- From: <noah_mendelsohn@us.ibm.com>
- Date: Thu, 6 Dec 2001 12:46:31 -0500
- To: francis@redrice.com
- Cc: marting@develop.com, xml-dist-app@w3.org
I think the real question is about the status of the graph model. Schema models data as elements and attributes. Chapter 5 of SOAP 1.1 models data as nodes carrying typed values, connected by named edges. Chapter 5 also describes serialization and deserialization of graphs using XML. Chapter 5 is motivated, I think, by a perception that many programming structures (DAGs, Trees, Lists, etc.) are better modeled as graphs. Furthermore, many languages distinguish "by reference" from "by value", leading to graphs in which multiple edges terminate in a single node. The relationship between a given graph and an XML schemas describing serializations of that graph is one-to-many.
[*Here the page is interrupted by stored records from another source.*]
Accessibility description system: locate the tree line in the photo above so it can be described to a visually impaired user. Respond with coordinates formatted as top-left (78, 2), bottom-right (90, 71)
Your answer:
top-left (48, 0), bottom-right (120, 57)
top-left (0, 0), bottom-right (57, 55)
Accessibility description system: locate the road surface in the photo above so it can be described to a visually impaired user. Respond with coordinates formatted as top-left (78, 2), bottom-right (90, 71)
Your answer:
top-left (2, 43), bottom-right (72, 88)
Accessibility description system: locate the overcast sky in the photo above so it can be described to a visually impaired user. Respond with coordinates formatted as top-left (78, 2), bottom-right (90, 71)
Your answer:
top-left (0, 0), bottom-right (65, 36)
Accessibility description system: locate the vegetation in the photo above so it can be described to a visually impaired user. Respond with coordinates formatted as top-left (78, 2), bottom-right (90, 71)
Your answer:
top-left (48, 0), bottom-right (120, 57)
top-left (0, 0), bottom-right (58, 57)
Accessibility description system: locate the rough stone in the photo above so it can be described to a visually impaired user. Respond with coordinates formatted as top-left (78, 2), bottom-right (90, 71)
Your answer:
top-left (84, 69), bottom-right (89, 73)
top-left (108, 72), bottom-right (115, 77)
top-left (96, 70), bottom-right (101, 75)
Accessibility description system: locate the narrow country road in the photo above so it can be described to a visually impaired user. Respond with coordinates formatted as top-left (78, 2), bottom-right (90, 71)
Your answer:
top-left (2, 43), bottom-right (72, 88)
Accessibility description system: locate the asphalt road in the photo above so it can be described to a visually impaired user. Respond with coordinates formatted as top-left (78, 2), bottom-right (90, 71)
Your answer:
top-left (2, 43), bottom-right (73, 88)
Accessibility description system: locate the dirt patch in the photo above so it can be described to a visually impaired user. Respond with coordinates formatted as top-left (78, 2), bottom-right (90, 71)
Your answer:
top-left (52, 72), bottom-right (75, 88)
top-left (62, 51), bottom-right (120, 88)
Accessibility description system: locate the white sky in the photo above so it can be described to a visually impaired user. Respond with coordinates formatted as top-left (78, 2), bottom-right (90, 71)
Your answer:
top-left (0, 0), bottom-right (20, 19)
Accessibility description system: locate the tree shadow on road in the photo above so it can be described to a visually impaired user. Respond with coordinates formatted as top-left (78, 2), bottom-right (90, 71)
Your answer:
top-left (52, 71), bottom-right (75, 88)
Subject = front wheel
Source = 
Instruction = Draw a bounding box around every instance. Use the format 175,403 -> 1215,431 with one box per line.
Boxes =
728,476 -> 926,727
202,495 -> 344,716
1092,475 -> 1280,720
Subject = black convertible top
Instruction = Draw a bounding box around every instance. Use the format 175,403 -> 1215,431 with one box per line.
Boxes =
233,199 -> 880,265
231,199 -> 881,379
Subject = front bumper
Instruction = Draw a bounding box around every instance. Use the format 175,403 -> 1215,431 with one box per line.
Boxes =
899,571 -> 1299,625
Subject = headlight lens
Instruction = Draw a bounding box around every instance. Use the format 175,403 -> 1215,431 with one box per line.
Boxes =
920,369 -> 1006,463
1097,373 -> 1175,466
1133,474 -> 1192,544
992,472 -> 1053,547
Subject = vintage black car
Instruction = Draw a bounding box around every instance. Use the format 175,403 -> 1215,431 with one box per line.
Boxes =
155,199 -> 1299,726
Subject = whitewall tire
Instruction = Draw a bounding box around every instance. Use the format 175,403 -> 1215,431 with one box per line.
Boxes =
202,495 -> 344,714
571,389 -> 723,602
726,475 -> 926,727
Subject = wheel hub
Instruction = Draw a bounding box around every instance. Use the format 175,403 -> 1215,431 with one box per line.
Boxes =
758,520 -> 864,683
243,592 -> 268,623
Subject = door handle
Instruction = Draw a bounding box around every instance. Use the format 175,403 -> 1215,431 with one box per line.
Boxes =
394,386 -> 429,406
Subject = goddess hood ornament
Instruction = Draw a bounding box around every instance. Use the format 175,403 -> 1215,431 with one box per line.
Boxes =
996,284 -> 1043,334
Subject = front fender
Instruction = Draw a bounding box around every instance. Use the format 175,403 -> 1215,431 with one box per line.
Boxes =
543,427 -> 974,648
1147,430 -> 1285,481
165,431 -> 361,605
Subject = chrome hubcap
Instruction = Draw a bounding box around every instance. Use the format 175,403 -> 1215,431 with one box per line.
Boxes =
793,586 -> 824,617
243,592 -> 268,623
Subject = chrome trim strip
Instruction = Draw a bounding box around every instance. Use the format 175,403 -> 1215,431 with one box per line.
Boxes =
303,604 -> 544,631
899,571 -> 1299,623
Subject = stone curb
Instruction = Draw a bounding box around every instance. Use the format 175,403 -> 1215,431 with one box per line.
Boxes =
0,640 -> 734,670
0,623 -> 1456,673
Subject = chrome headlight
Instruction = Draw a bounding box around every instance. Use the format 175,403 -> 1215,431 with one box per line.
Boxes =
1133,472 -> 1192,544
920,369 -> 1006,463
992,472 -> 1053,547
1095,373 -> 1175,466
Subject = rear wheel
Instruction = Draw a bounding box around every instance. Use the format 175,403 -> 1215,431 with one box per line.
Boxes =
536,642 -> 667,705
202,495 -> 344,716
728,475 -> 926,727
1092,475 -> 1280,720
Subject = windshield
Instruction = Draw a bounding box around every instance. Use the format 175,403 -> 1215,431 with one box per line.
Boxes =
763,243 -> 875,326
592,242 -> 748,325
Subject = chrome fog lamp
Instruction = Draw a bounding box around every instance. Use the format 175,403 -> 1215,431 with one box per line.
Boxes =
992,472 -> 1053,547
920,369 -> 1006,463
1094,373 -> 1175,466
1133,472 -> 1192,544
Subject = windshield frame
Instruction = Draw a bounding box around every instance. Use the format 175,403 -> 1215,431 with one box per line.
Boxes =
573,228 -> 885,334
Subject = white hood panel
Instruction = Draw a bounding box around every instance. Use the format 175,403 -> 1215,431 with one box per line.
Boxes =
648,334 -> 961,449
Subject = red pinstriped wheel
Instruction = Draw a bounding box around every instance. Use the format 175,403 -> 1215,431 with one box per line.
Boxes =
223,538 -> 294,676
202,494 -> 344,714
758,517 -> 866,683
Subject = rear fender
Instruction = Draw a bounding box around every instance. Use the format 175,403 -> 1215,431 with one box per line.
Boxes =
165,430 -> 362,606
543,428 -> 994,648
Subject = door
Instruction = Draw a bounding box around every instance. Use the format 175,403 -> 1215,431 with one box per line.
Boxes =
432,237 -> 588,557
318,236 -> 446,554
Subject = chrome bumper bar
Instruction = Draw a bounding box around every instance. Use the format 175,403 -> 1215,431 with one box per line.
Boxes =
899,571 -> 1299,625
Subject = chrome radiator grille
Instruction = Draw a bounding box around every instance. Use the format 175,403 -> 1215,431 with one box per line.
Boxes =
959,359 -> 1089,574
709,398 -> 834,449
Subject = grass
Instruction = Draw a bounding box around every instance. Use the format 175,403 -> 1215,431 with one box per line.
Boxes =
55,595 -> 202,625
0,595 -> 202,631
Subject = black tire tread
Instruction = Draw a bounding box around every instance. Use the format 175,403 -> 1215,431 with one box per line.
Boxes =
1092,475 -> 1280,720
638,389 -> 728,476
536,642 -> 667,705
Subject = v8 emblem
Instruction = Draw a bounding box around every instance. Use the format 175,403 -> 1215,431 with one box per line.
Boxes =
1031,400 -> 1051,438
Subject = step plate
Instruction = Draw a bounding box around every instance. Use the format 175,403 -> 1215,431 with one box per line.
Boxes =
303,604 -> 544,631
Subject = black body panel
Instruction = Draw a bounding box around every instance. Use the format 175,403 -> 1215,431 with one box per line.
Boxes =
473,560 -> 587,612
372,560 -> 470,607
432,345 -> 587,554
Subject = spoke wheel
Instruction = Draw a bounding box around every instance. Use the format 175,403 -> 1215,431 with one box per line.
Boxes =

There are many (interestingly) different legal schemas that would all validate some legal serialization or another of what you would consider a single graph schema. WSDL has a particular spin on this problem, though it's not one I paritcularly like. Anyway, I think that investigating Gudge's proposal boils down to re-evaluating why we need a graph model, and if we do need it, what characteristics the schemas describing those graphs should have. ------------------------------------------------------------------------ Noah Mendelsohn Voice: 1-617-693-4036 Lotus Development Corp. Fax: 1-617-693-8676 One Rogers Street Cambridge, MA 02142 ------------------------------------------------------------------------ Francis Norton <francis@redrice.com> Sent by: xml-dist-app-request@w3.org 12/04/01 01:02 PM Please respond to francis To: Martin Gudgin <marting@develop.com> cc: XML Protocol Discussion <xml-dist-app@w3.org> Subject: Re: Section 5 vs Schema Hi, Martin Gudgin wrote: <lots of sensible stuff> It would be great to have some explanation to this effect in some part of the final document - coming from a very schema-oriented background I really didn't understand the place or agenda of the old section 5, and the way it was being put forward without what I regarded as a strong rationale made me feel kind of prickly, like it was out to reinvent XML Schema. By contrast Martin's explanation makes me feel downright warm and fuzzy... Francis.